The presentation was interesting from some aspects, and the tile approach is probably a good one.
I have enjoy the general idea and I did found awesome the bravery of setting up a circular replication cross geographic regions.
Never the less I remain bewildered by the tiles approach numbers, probably because the presentation was missing of few additional information.
Just to be more clear I was trying to understand better the real number and how works.
As for example if each tile is compose by 1 MySQL node, and 2 data node, and given that this solution use Xtra large EC2 with 68GB ram.

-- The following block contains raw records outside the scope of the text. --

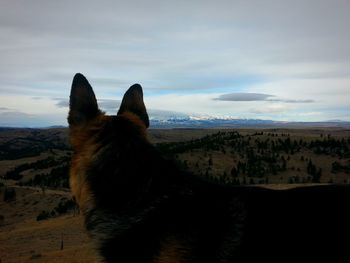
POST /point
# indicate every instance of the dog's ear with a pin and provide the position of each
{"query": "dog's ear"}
(133, 102)
(82, 105)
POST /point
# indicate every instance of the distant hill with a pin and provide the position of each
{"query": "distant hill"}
(189, 122)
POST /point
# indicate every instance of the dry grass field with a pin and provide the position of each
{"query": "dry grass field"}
(60, 237)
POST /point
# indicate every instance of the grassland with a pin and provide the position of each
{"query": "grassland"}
(33, 164)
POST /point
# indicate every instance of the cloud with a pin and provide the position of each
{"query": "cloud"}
(108, 105)
(244, 97)
(257, 97)
(296, 50)
(4, 109)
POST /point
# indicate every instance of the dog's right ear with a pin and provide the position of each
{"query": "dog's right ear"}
(82, 105)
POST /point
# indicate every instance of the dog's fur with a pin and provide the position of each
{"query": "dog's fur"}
(140, 208)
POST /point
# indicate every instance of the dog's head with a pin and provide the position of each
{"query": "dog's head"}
(105, 147)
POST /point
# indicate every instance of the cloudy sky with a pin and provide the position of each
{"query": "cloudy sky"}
(281, 60)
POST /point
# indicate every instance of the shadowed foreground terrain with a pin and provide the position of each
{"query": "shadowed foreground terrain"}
(39, 222)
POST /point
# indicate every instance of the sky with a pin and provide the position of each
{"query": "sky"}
(276, 60)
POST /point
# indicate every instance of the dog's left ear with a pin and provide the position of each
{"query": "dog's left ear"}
(133, 102)
(82, 105)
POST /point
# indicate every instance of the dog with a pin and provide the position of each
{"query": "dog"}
(140, 207)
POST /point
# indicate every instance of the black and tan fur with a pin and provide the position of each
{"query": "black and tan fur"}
(139, 207)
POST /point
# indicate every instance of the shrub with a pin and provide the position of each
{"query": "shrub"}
(43, 215)
(9, 195)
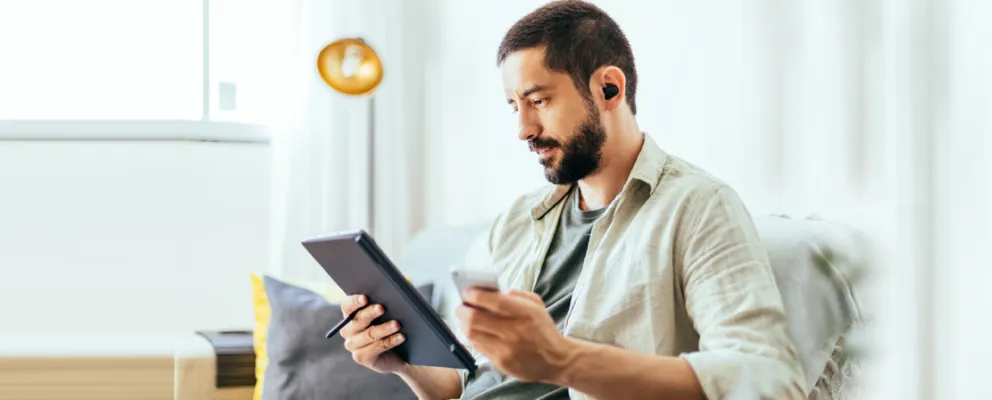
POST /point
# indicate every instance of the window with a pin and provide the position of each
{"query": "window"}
(101, 59)
(137, 60)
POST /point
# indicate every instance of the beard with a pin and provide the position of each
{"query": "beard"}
(580, 156)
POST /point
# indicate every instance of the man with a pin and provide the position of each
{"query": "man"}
(634, 275)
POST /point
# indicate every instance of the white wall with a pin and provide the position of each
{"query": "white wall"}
(130, 236)
(688, 58)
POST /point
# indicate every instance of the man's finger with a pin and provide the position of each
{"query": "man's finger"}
(494, 302)
(362, 320)
(352, 303)
(533, 297)
(475, 321)
(371, 335)
(368, 354)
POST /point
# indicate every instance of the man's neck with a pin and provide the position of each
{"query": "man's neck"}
(599, 189)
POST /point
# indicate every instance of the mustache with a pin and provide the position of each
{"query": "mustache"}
(542, 143)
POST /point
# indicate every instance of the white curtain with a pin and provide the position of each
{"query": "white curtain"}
(320, 174)
(876, 113)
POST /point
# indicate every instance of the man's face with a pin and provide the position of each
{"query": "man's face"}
(561, 126)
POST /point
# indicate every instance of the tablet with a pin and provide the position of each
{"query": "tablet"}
(358, 266)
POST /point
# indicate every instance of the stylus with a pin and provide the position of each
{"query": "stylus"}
(336, 328)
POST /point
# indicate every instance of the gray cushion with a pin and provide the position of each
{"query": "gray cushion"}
(305, 365)
(814, 262)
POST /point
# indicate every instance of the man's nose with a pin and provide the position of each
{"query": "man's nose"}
(530, 128)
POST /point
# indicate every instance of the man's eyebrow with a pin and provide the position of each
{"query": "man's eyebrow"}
(531, 90)
(534, 89)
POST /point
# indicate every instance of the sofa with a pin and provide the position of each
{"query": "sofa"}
(813, 261)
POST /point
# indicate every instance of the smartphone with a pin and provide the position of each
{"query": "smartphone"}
(480, 279)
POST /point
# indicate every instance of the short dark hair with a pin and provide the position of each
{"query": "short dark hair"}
(578, 37)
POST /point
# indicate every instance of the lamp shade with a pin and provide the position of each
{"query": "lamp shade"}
(350, 66)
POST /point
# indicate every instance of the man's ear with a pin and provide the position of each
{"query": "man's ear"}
(609, 85)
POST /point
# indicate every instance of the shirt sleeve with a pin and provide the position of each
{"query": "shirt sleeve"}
(745, 348)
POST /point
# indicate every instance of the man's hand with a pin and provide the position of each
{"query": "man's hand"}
(516, 333)
(370, 346)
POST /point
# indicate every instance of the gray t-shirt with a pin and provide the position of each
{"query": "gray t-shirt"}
(554, 284)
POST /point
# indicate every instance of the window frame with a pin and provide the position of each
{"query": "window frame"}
(203, 130)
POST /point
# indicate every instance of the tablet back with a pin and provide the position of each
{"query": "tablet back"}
(358, 266)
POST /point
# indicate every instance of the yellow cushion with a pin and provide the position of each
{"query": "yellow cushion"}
(329, 291)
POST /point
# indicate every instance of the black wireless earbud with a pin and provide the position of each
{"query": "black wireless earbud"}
(611, 91)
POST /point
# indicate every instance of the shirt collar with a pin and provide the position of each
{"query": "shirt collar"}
(648, 169)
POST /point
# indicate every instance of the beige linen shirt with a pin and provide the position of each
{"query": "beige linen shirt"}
(674, 268)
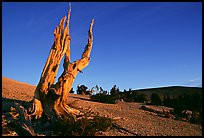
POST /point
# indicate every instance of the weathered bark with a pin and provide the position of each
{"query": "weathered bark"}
(50, 98)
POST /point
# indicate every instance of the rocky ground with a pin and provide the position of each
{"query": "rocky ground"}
(132, 120)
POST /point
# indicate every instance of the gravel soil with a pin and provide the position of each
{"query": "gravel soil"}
(132, 120)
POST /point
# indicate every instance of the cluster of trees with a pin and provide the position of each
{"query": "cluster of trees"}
(186, 102)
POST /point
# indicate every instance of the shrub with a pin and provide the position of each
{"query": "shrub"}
(82, 127)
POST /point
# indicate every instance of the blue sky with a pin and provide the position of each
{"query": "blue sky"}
(136, 45)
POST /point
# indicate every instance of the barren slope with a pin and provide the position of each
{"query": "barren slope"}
(133, 120)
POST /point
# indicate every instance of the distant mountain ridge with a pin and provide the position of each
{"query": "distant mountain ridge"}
(170, 90)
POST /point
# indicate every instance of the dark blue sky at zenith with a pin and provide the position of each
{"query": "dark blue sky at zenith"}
(136, 44)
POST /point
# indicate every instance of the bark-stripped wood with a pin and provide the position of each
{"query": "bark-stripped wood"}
(50, 98)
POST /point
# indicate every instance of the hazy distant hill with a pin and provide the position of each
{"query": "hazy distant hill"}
(171, 90)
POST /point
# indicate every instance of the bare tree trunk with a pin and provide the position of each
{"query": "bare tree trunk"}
(50, 98)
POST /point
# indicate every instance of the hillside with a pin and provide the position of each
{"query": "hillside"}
(132, 120)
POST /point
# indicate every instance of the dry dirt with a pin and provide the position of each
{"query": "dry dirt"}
(128, 115)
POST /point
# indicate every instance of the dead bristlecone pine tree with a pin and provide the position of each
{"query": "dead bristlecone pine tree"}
(51, 99)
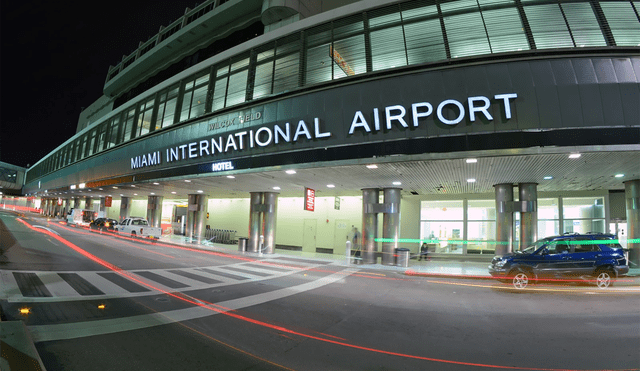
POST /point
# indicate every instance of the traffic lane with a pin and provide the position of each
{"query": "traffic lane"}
(161, 300)
(26, 249)
(169, 347)
(462, 324)
(128, 253)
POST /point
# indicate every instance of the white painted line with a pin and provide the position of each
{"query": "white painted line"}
(56, 285)
(109, 326)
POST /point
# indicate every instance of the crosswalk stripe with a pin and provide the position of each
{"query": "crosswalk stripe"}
(223, 274)
(82, 286)
(246, 271)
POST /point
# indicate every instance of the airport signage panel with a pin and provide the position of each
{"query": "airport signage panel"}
(309, 199)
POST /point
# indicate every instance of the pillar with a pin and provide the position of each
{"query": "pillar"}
(370, 197)
(154, 211)
(255, 202)
(390, 224)
(125, 207)
(528, 201)
(504, 218)
(269, 216)
(632, 197)
(196, 215)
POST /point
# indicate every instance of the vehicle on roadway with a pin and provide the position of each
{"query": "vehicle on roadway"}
(587, 257)
(138, 227)
(104, 224)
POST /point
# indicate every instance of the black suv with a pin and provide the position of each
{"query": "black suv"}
(570, 256)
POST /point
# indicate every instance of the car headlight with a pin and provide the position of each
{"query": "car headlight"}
(501, 263)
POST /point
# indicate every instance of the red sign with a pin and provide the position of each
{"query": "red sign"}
(309, 199)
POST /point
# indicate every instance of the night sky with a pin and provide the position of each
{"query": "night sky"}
(54, 61)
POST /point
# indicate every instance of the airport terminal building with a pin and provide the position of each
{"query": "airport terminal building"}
(478, 125)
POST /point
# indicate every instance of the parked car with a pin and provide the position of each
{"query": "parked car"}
(593, 257)
(104, 224)
(138, 227)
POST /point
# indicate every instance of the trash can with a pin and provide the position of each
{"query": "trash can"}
(402, 257)
(242, 244)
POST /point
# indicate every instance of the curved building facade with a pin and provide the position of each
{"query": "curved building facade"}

I can assume that,
we have approximately 65 GB data (given some overhead for buffers and so on) for the current Node Group on this tile.
From the description I have also understood that the number of tails implemented, is different by region.
Given that the number of Node Group is different and by direct consequence the memory available as well, and the MySQL SQL node as well.
This raise an immediate question, are we having the same data set replicated world wide?
Or are we having a different sets?
each Node Group can host ~69GB, the maximum number of data node in 7.2 is still 48 (http://dev.mysql.com/doc/refman/5.5/en/mysql-cluster-ndbd-definition.html), which means that the maximum size that can be served is of 1.3TB for the whole cluster.
Given during the presentation my understanding was that the data set is of 100TB, where are located, now or in the future, the remaining 98.7TB? Keeping in mind that I asks if table on disks where used and answer was NO.
Then I have another question-mark infront of me.
If the set of tiles in US is compose of 20 tiles, (so 20 MySQL SQL Nodes, 40 Data nodes and so on), and it set like this because it needs to sustain the traffic mainly it requires that setting for "calculation power" needs.
I assume (probably wrong) that this is due to the number of request per second coming in.
Given we have circular replication in the architecture, and given we have different numbers of tiles, and by consequence of MySQL nodes, HOW can a 8 MySQL SQL Node setup (say in Australia) sustain the traffic coming in from a 20 MySQL SQL nodes setup?
I am sure, we are missing something in the presentation in terms of real numbers.
Being a MySQL NDB lover, I would really like to have more information and details, given that what I get from the presentation was not enough for me.